Roberto didn't like the sound of that. He wasn't under arrest, but he was forced to go with them anyway. He should want to help them, but he was filled with an uncontrollable compulsion to stay with the old lady.

Suddenly, the ambulance doors swung closed. As it drove away, lights flashing, there was a sharp pain in Roberto's chest, like a cord snapping between him and her. What just happened? He was released. Himself again. The compulsion to protect her was gone.

"I can go now," he told the officer.

He got in the back of the car, mentally preparing himself for interrogation. Police were police, even if they were Canadian. What if he had incriminating chemicals all over his body from the explosion? They had 'caught him' at the scene of the crime, and the real criminal sounded like a made-up story. Who seemed the more likely suspect, a young foreigner in custody, or a limping white-haired pappy who had disappeared?

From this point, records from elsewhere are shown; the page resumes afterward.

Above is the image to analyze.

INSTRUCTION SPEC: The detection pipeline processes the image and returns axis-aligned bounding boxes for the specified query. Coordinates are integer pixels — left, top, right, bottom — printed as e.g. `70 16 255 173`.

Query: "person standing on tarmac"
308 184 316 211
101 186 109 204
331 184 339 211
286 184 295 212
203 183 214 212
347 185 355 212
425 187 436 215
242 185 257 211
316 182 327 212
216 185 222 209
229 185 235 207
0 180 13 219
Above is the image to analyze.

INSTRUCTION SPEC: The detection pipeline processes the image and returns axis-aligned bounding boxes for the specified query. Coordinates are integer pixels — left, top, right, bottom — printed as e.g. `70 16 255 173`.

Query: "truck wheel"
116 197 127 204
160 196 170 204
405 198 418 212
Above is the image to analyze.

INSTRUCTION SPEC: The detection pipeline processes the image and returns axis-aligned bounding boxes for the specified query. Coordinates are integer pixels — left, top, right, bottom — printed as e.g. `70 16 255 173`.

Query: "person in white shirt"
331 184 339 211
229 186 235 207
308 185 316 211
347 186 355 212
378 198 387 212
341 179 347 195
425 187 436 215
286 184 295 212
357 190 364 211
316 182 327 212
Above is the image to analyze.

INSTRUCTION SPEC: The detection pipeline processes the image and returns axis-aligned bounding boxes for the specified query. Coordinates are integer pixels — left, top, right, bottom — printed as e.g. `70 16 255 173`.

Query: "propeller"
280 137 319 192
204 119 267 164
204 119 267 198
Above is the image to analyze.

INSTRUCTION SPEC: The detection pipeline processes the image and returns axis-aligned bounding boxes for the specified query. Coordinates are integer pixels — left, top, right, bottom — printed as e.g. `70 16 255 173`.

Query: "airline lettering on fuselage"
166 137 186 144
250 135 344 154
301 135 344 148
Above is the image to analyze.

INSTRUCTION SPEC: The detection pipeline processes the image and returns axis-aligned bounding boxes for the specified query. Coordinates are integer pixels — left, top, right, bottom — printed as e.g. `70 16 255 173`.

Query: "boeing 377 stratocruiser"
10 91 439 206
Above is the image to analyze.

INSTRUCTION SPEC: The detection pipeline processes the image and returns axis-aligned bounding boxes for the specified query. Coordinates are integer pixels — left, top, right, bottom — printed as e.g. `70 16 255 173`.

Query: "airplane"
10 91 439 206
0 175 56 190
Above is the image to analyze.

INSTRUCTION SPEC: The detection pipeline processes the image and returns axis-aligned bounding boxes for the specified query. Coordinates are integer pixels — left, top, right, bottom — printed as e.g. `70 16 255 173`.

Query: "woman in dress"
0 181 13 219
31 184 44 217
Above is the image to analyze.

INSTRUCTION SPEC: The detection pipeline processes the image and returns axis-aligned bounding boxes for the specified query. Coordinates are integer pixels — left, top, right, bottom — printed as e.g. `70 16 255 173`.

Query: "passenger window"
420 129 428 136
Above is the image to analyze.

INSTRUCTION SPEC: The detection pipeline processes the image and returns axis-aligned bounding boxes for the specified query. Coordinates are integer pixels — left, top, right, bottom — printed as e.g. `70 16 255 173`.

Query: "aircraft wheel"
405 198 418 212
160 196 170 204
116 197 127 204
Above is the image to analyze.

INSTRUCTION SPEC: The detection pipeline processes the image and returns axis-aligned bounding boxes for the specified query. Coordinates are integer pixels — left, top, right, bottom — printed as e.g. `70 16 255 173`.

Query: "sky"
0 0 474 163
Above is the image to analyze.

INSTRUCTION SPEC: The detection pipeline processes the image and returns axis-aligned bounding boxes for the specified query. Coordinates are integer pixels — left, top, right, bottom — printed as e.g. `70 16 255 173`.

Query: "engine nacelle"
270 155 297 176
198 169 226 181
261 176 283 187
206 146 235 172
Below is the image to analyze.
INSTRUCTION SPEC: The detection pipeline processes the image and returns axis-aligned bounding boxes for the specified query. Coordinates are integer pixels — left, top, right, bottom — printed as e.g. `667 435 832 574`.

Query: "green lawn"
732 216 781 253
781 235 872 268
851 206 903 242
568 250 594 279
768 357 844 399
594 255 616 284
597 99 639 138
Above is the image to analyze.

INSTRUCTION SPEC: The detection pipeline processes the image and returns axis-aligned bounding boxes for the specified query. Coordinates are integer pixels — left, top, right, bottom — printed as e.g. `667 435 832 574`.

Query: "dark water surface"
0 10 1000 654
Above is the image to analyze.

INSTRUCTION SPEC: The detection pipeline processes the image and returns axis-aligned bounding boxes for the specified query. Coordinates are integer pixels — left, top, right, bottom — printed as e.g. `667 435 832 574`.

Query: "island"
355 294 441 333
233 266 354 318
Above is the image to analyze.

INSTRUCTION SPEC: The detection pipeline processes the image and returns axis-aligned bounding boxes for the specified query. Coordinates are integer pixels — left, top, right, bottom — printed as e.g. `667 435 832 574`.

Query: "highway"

"Are you okay back there?" the first officer asked.

"I'm fine. Don't worry."

The driver gave Roberto an odd look in the rear-view mirror.

Roberto took a deep breath and tried to let it out slowly. In North America you were innocent until proven guilty, and nobody said the O.P.P. were corrupt; but of all the things that had happened since he flew into Toronto, this ride to the police station was by far the scariest.